I made hot crab dip and it's too liquidy....i tried adding some flour and no results (I am afraid to let it boil) - what can i add to thicken?  It's a cream cheese base and i have to make sure not to curdle it.  Thinking...bread crumbs?   THANKS!!!!


----------



## anni (Dec 24, 2008)

Not knowing the recipe, I am going to guess.  How about making a butter and flour roux and then adding it a little spoon at a time, stirring constantly?


----------



## dit (Dec 24, 2008)

Anni, thanks for responding so quickly.   It's cream cheese, mayo, crab meat, mustard, sugar and sherry (the sherry made it thin).  If I add the roux, do I have to bring it to a boil to make it thicken?  I am afraid to bring it to a boil.   THANKS!


----------



## Uncle Bob (Dec 24, 2008)

More cream cheese..a little mayo.


----------



## SierraCook (Dec 24, 2008)

If you have any unflavored gelatin in the house, mix a tablespoon of the unflavored gelatin with 3 tablespoons of hot water.  Add that to the hot crab dip.


----------



## Poppinfresh (Dec 24, 2008)

The simple answer is more cream cheese, but that will throw off the flavor balance.

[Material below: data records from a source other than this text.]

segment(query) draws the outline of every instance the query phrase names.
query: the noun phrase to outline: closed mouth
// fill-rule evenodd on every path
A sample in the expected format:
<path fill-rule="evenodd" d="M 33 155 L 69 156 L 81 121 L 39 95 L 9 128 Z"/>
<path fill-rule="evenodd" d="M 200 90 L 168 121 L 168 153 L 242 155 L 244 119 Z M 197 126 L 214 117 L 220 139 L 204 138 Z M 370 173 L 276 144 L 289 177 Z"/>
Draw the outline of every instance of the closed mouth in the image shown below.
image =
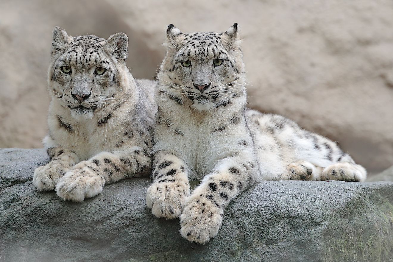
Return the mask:
<path fill-rule="evenodd" d="M 88 109 L 88 110 L 91 110 L 91 108 L 88 108 L 85 106 L 80 104 L 77 106 L 75 106 L 75 107 L 71 107 L 70 108 L 71 109 Z"/>

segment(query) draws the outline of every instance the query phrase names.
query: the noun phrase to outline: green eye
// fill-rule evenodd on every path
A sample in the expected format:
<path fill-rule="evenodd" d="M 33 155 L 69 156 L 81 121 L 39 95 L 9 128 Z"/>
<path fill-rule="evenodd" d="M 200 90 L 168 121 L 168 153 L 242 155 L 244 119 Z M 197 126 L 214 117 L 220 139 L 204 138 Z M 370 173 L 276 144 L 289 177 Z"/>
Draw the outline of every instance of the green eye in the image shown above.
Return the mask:
<path fill-rule="evenodd" d="M 222 64 L 222 59 L 214 59 L 213 60 L 213 64 L 216 66 L 220 66 Z"/>
<path fill-rule="evenodd" d="M 95 68 L 95 73 L 96 74 L 99 75 L 100 75 L 103 74 L 107 70 L 103 67 L 97 67 Z"/>
<path fill-rule="evenodd" d="M 63 73 L 66 74 L 70 74 L 71 73 L 71 68 L 67 66 L 64 66 L 61 67 L 61 71 Z"/>
<path fill-rule="evenodd" d="M 183 60 L 182 61 L 182 65 L 184 67 L 189 67 L 191 65 L 191 61 L 189 60 Z"/>

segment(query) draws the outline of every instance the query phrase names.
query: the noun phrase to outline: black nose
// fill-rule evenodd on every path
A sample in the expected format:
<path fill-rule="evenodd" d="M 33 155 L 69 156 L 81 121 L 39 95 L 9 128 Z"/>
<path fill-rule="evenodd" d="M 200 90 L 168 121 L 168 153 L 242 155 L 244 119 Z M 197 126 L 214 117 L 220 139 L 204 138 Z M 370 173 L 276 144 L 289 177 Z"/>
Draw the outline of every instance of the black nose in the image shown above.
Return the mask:
<path fill-rule="evenodd" d="M 90 95 L 92 94 L 92 92 L 90 92 L 89 94 L 83 94 L 82 95 L 74 95 L 74 94 L 71 93 L 71 95 L 72 97 L 75 99 L 75 100 L 79 102 L 80 103 L 82 103 L 86 99 L 89 98 Z"/>
<path fill-rule="evenodd" d="M 209 87 L 210 86 L 210 84 L 211 84 L 211 82 L 209 84 L 204 84 L 202 86 L 200 86 L 198 84 L 195 84 L 194 83 L 193 83 L 193 84 L 194 85 L 194 87 L 200 91 L 201 93 L 203 93 L 204 91 L 209 88 Z"/>

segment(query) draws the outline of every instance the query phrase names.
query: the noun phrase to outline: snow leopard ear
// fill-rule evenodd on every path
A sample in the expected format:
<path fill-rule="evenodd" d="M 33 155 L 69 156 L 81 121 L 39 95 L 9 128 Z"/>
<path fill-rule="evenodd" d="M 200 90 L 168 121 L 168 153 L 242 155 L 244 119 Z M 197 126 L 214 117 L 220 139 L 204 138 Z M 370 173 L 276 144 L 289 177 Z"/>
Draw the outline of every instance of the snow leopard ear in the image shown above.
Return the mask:
<path fill-rule="evenodd" d="M 125 60 L 128 55 L 128 37 L 124 33 L 112 35 L 107 40 L 105 46 L 112 55 L 119 60 Z"/>
<path fill-rule="evenodd" d="M 181 34 L 180 30 L 171 24 L 167 28 L 167 40 L 169 44 L 176 45 L 178 42 L 178 37 Z"/>
<path fill-rule="evenodd" d="M 72 39 L 72 37 L 68 35 L 65 30 L 58 26 L 53 28 L 52 36 L 53 38 L 52 42 L 52 55 L 62 50 Z"/>
<path fill-rule="evenodd" d="M 239 32 L 237 23 L 235 23 L 224 33 L 223 35 L 226 37 L 224 42 L 228 48 L 237 49 L 240 48 L 241 40 L 239 36 Z"/>

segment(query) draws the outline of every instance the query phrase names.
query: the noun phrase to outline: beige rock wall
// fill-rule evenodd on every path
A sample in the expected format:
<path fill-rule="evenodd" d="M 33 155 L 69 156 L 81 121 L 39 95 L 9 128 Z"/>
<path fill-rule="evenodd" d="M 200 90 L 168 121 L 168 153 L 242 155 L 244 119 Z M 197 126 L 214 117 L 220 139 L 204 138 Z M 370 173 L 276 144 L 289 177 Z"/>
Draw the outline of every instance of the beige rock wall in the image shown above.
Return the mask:
<path fill-rule="evenodd" d="M 393 2 L 249 0 L 0 2 L 0 147 L 41 146 L 51 32 L 129 39 L 134 76 L 152 78 L 167 26 L 239 24 L 249 106 L 339 141 L 371 172 L 393 164 Z"/>

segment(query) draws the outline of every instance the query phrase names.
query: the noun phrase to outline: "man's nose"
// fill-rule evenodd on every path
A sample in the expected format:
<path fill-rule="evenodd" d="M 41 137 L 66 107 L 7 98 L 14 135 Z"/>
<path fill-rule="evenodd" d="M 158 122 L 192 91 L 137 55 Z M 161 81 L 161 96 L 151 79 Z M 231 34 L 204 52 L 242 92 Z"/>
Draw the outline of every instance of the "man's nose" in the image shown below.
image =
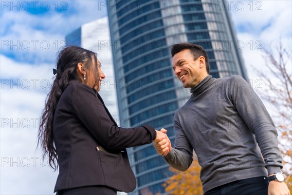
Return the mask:
<path fill-rule="evenodd" d="M 174 74 L 178 76 L 181 73 L 181 69 L 179 68 L 176 68 L 174 71 Z"/>

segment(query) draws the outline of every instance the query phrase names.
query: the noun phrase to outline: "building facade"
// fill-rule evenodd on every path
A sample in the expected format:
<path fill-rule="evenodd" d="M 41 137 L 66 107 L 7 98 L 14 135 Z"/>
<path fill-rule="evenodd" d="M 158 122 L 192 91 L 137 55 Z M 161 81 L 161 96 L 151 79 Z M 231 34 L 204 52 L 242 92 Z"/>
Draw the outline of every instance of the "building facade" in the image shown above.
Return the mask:
<path fill-rule="evenodd" d="M 174 145 L 175 112 L 190 96 L 172 70 L 174 43 L 201 45 L 213 77 L 247 79 L 224 1 L 108 0 L 107 5 L 119 113 L 126 126 L 164 128 Z M 137 180 L 133 194 L 163 194 L 172 173 L 153 144 L 128 153 Z"/>
<path fill-rule="evenodd" d="M 116 121 L 119 121 L 115 77 L 113 71 L 108 17 L 82 25 L 65 37 L 67 45 L 76 45 L 95 52 L 101 63 L 106 78 L 99 93 Z"/>

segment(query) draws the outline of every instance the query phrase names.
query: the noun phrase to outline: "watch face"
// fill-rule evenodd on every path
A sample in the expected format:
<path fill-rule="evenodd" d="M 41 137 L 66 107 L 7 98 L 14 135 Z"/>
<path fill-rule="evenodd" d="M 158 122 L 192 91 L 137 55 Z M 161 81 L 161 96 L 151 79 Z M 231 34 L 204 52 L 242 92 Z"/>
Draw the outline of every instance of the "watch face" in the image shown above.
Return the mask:
<path fill-rule="evenodd" d="M 276 179 L 279 181 L 284 181 L 284 176 L 281 173 L 278 173 L 276 174 Z"/>

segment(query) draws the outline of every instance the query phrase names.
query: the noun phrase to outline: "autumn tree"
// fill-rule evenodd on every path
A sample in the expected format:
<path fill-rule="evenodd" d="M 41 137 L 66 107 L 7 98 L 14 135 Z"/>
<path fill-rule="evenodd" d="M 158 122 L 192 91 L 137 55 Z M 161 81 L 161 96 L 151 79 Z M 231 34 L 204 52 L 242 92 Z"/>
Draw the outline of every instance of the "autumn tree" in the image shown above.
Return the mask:
<path fill-rule="evenodd" d="M 269 107 L 270 114 L 278 134 L 278 145 L 283 157 L 283 173 L 291 191 L 292 179 L 292 65 L 291 50 L 285 48 L 282 42 L 272 49 L 262 48 L 267 71 L 254 68 L 262 81 L 262 90 L 258 92 Z"/>
<path fill-rule="evenodd" d="M 200 179 L 201 167 L 194 160 L 185 172 L 180 172 L 170 167 L 174 173 L 169 180 L 163 184 L 165 191 L 170 195 L 202 195 L 203 190 Z"/>

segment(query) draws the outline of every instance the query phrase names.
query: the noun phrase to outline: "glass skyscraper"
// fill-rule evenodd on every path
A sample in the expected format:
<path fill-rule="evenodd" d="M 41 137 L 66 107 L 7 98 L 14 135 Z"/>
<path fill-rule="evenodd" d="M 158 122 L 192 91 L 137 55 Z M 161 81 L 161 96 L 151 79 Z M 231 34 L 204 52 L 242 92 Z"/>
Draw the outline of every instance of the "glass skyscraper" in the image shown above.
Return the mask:
<path fill-rule="evenodd" d="M 247 79 L 236 33 L 222 0 L 108 0 L 108 17 L 120 117 L 128 127 L 167 130 L 174 145 L 173 116 L 189 98 L 174 75 L 174 43 L 195 43 L 207 51 L 215 78 Z M 128 122 L 127 122 L 128 121 Z M 163 194 L 172 175 L 153 144 L 128 150 L 137 180 L 133 193 Z"/>
<path fill-rule="evenodd" d="M 68 45 L 76 45 L 96 52 L 106 78 L 101 83 L 99 93 L 112 117 L 119 120 L 115 78 L 111 52 L 109 44 L 110 30 L 108 17 L 104 17 L 82 25 L 67 35 Z"/>

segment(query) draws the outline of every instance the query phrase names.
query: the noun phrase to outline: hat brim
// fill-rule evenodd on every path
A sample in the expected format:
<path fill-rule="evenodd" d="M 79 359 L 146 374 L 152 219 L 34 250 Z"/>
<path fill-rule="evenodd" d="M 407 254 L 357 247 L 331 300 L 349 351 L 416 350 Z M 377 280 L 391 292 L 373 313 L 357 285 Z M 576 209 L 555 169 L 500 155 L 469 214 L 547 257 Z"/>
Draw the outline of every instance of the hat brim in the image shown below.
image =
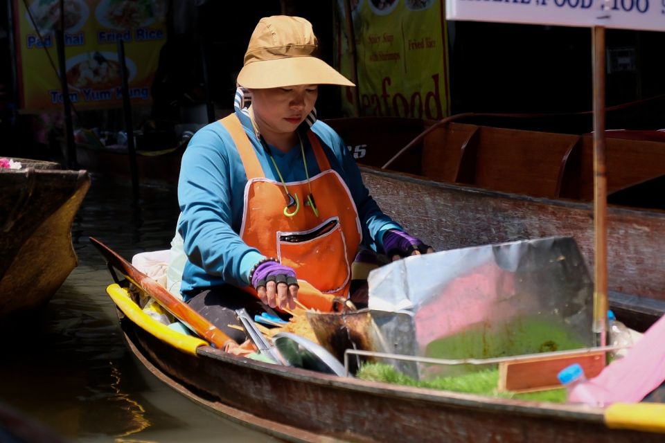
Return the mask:
<path fill-rule="evenodd" d="M 314 57 L 290 57 L 249 63 L 238 73 L 238 83 L 250 89 L 296 84 L 355 86 L 327 63 Z"/>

This is going to sound weird, but you might want to try some arrowroot. 

Bread crumbs will also work well, as will gelatin


----------



## mcnerd (Dec 24, 2008)

I would have grabbed the Instant ClearJel® to thicken without cooking.  Its total clear and has no residual taste.


----------



## Maverick2272 (Dec 24, 2008)

I would be with UB and add in some more cream cheese and mayo. It might make those flavors strong, but then again it also sounds like there is to much sherry in it thus making it more liquidy than it should be so maybe it will actually help balance the flavor a little.


----------



## dit (Dec 25, 2008)

Thank you all!  Much appreciated....I added some more cream cheese and it's looking pretty good.  Most importantly though, it takes great!   Merry Christmas!


----------



## Maverick2272 (Dec 25, 2008)

Very cool! Merry Christmas!


----------



## black chef (Dec 28, 2008)

drink the rest of the sherry until the room starts spinning, and then, you won't care about the "liquidity" of the dip.


----------



## padams2359 (Dec 29, 2008)

Cream Cheese and Crab is not something you want to bring to a rolling boil.  I would have gotten it to a mild simmer.  Add 1 Tsp of Corn Starch to 2 Tsps of cold water, then add it to the mixture.  If you stir it too much, crab meat will break to pieces.


----------



## CookinNow (Dec 29, 2008)

Cornstarch and water is what I was thinking too. It won't affect the taste either. 

Jeff


----------



## Seven S (Jan 5, 2009)

black chef said:


> drink the rest of the sherry until the room starts spinning, and then, you won't care about the "liquidity" of the dip.



i totally agree!


----------



## zoey123 (Jan 11, 2009)

Bread crumbs are often used as a thickening agent to dips.


----------